Hot Ticket 7/16

Last night, Zoe Lund graced lower Manhattan for the first time this millennia. Dead for 25 years, her presence wafted through the theater like a musky perfume with heavy silage. Hot Ticket, her newly restored two-minute feature film and sole directorial effort premiered on a Tuesday night. She pruned her hair confidently in the mirror, folded the brim of her wide black-felt hat upward, and trotted her twig-thin legs into the street like a vision.

It was the hottest day of the year. 98 degrees and counting. A brisk 10-minute walk left a person panting, red-faced, swollen, sweaty. So hot, the typically drawn in black-clad intelligentsia of the lower east side stank of body odor, Salt and Stone deodorant, and eucalyptus essential oil employed to mask the smell. My back stuck to the cloth theatre seat through my cotton shirt.

I suppose that there had been warnings, but I never imagined it would happen. Each time a heatwave spreads through New York City, ConEd sends vaguely threatening emails warning of a looming power outage caused by electrical overload. The amount of air conditioners in the city cannot be supported by the electrical power-grid. Yesterday there was a complete blackout on the train tracks, resulting in all the transportation in the city to halt.

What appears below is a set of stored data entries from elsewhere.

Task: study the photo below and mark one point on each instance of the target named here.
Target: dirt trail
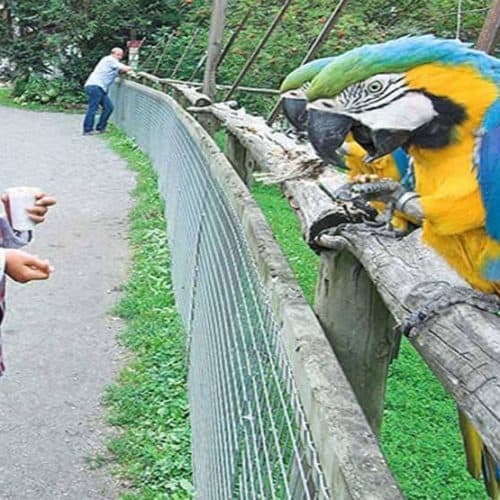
(59, 340)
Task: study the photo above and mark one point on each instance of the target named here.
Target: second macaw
(440, 100)
(396, 166)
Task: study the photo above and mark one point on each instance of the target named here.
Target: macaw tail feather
(491, 475)
(473, 446)
(490, 261)
(479, 459)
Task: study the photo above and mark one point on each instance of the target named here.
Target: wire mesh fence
(250, 435)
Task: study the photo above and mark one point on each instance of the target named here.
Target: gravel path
(59, 339)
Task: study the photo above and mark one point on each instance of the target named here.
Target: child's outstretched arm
(23, 267)
(39, 210)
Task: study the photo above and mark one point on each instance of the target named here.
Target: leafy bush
(42, 90)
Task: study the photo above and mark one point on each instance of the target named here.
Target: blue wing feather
(488, 175)
(402, 161)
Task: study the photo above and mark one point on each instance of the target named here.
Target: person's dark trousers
(97, 97)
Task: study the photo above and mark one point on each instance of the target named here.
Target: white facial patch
(381, 102)
(408, 112)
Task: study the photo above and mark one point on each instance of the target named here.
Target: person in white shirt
(97, 86)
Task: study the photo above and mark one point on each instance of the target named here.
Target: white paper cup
(21, 198)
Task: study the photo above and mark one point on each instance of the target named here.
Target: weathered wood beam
(188, 96)
(275, 152)
(460, 345)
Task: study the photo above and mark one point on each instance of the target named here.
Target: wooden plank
(359, 327)
(214, 46)
(275, 152)
(191, 97)
(461, 345)
(168, 81)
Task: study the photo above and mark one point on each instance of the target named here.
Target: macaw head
(293, 91)
(410, 91)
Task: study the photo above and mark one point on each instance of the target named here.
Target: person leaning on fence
(18, 265)
(97, 86)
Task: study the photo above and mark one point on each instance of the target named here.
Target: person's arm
(23, 267)
(37, 213)
(125, 69)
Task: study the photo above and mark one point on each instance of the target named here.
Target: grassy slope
(419, 436)
(149, 401)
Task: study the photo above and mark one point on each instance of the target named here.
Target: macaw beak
(327, 132)
(294, 108)
(379, 143)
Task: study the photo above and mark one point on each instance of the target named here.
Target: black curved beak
(294, 109)
(386, 141)
(379, 143)
(327, 132)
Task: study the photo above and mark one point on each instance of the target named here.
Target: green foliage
(67, 37)
(58, 91)
(362, 21)
(149, 401)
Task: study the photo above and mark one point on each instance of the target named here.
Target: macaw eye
(375, 86)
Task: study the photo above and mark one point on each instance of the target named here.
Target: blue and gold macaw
(440, 100)
(294, 103)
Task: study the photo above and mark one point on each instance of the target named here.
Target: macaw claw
(381, 190)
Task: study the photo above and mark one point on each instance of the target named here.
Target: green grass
(149, 401)
(420, 437)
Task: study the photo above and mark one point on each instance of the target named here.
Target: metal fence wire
(250, 436)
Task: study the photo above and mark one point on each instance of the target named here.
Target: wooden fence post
(239, 158)
(214, 46)
(259, 47)
(491, 29)
(359, 328)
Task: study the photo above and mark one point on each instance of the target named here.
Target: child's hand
(42, 204)
(23, 267)
(38, 211)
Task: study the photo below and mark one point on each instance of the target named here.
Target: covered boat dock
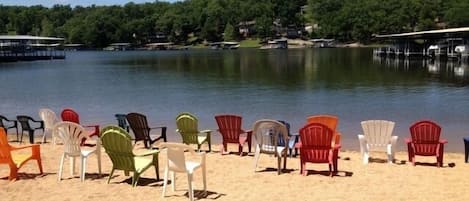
(27, 48)
(443, 43)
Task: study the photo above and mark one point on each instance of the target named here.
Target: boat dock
(29, 48)
(434, 44)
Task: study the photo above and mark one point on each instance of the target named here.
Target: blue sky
(73, 3)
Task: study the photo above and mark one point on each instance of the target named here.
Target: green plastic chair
(187, 127)
(118, 145)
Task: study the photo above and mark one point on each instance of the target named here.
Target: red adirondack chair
(425, 141)
(69, 114)
(229, 127)
(316, 146)
(330, 121)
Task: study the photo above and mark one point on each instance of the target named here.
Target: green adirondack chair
(118, 145)
(187, 127)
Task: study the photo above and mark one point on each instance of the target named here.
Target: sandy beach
(231, 177)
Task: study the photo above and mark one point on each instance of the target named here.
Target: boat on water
(118, 47)
(225, 45)
(323, 43)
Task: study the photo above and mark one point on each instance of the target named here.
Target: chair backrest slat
(139, 125)
(377, 132)
(267, 133)
(229, 126)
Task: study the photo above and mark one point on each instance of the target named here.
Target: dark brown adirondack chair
(26, 126)
(7, 124)
(139, 125)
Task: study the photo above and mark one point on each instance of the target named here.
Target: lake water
(279, 84)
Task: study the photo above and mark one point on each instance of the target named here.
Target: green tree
(229, 33)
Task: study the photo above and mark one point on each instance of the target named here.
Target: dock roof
(427, 34)
(27, 37)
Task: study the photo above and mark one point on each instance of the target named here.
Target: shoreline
(231, 177)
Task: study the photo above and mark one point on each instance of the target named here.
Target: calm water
(284, 84)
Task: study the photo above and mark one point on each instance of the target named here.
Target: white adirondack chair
(71, 135)
(50, 119)
(377, 135)
(267, 133)
(176, 162)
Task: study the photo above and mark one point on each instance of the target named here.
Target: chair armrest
(203, 156)
(407, 140)
(92, 126)
(148, 153)
(34, 147)
(337, 146)
(248, 133)
(159, 127)
(361, 137)
(298, 145)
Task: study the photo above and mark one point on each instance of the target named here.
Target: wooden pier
(434, 44)
(29, 48)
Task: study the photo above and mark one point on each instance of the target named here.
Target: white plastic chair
(267, 133)
(50, 119)
(71, 135)
(377, 135)
(176, 162)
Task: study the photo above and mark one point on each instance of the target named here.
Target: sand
(231, 177)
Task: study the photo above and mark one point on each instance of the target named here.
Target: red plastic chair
(425, 141)
(330, 121)
(316, 147)
(229, 127)
(69, 114)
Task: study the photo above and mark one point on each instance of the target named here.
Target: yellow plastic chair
(187, 126)
(15, 160)
(118, 145)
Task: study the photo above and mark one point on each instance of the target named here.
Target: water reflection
(281, 84)
(444, 71)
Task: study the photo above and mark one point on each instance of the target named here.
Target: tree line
(193, 21)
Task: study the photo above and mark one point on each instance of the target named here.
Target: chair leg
(173, 181)
(157, 167)
(279, 162)
(98, 155)
(135, 179)
(285, 160)
(110, 175)
(165, 182)
(240, 150)
(191, 190)
(61, 167)
(466, 149)
(224, 148)
(13, 172)
(31, 137)
(256, 157)
(83, 169)
(204, 176)
(390, 154)
(303, 168)
(39, 164)
(72, 165)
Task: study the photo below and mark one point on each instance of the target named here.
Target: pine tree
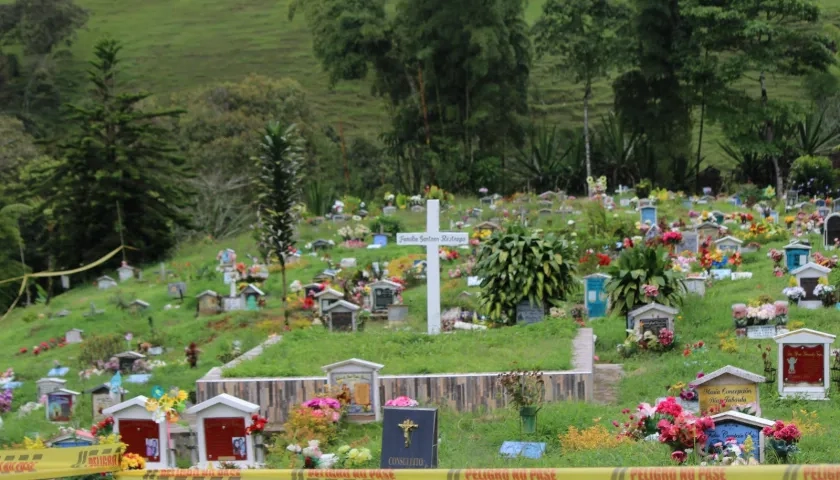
(118, 162)
(278, 186)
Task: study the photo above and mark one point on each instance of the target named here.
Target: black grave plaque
(409, 438)
(341, 321)
(809, 284)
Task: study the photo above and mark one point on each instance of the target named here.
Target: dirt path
(607, 378)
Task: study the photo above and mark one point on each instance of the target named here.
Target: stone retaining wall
(463, 392)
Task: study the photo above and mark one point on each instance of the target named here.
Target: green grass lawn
(468, 440)
(546, 346)
(174, 46)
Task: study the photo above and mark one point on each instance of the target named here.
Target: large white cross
(433, 239)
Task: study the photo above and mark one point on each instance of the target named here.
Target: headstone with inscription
(409, 438)
(528, 313)
(433, 239)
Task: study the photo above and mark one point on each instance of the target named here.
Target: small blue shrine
(595, 287)
(648, 214)
(797, 254)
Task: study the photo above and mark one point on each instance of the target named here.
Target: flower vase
(259, 448)
(528, 418)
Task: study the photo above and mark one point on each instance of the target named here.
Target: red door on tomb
(224, 439)
(142, 438)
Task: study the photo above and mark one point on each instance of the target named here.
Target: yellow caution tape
(55, 274)
(59, 462)
(760, 472)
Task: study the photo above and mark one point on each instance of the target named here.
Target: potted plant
(526, 390)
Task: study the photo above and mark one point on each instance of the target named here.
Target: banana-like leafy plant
(637, 268)
(517, 266)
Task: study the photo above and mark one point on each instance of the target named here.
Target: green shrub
(391, 225)
(518, 266)
(812, 176)
(100, 347)
(640, 266)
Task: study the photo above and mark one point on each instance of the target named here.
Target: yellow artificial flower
(152, 404)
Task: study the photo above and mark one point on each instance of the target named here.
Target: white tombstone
(696, 285)
(125, 273)
(362, 381)
(49, 385)
(73, 335)
(433, 239)
(341, 316)
(105, 282)
(804, 364)
(220, 423)
(655, 316)
(141, 434)
(383, 293)
(729, 243)
(740, 424)
(327, 297)
(808, 276)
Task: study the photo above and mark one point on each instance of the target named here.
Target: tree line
(92, 164)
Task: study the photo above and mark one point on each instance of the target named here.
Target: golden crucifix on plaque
(407, 427)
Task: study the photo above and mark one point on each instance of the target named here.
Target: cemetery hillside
(252, 238)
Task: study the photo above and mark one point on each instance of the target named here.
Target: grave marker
(808, 277)
(734, 386)
(359, 380)
(804, 364)
(73, 336)
(141, 434)
(221, 423)
(60, 405)
(433, 239)
(832, 230)
(648, 215)
(652, 317)
(341, 316)
(596, 294)
(409, 438)
(797, 253)
(177, 289)
(739, 425)
(528, 313)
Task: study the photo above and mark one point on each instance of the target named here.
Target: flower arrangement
(523, 388)
(672, 238)
(132, 461)
(6, 400)
(783, 439)
(257, 426)
(596, 437)
(794, 294)
(350, 457)
(402, 401)
(166, 406)
(639, 340)
(104, 427)
(729, 452)
(758, 313)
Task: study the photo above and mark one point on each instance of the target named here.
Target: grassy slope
(468, 440)
(31, 326)
(171, 46)
(474, 440)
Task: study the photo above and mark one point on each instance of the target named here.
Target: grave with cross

My two friends were running extremely late. I walked over from Tribeca, and I arrived 15 minutes early and selected a seat in the back-left. I desperately saved two seats from them, and had to ward off various anxiously searching ticket holders. I did it more as an act of faith that they would arrive, rather than any kind of logical belief the train problems would be resolved promptly (of course I knew they wouldn’t). The film to be premiered was two-minutes long, naturally time and position in the theater was of the essence.

The program started shortly after 7:30 — a relaxed 7:35. Manon L.and Stephanie L., publishers of Zoe’s recently released book of poetry, and restorers of the film we would see, introduced it. I have seen Stephanie L.read and introduce projects her publishing house has put out many times. I do not feel any way about her. The most robust association I have in my mind is when she recommended Adidas Sambas, the shoe of 2023, in her Perfectly Imperfect. Stephanie L. resembles Zoe Lund, it is kind of uncanny. Both pencil thin, red-heads, with big lips accentuated with lip tint. One of them was addicted to heroin. I became familiar with Manon L.when I attended Editions Lutanie’s release of Rene Ricard God With Revolver. Manon’s terse French accent pronounced Zoe Tamerlis Lund’s name beautifully. It led me to wonder for the first time if Zoe was European, not American, as I knew her well to be.

After the brief introduction, Hot Ticket started. My arms, which were spread over my two neighboring theater seats, grasped the fabric of the seats as my knuckles turned white. Zoe exited the bathroom stall, adjusted her wide brimmed felt hat and introduced herself, “I’m Zoe Lund, writer and actress.” Balmy, painted orange glow of the bathroom looked a set from The Shining. I thought I heard a broad, central European accent in her hoarse voice. This was my first time having heard Zoe speak in four or five years, since Ms. 45 her character is entirely mute.

Zoe paced on leather legging-clad toothpicks down the hall of the theater to the box office. She dropped a fully-loaded syringe at the cashier, a kind of shooting up to nod off at the movies in reverse, and stepped out into the night. The skinny, gorgeous cinema goer stepping anonymously into the European street reminded me oddly of Melanie Laurent in Quentin Tarantino’s Inglorious Basterds. Quentin Tarantino is loaded with self-aware references to film history, and ripped a lot of tricks and themes Abel Ferrara and Zoe’s work invented in ‘70s exploitation film.

Zoe lived for cinema. Zoe lived for drugs. Zoe died for drugs. Zoe died for cinema.

Zoe is much more depthful than the cliches I've presented her along side. I only do this to emphasize how her cinematic lanuage since the '80s has been made vernacultar by fanboys.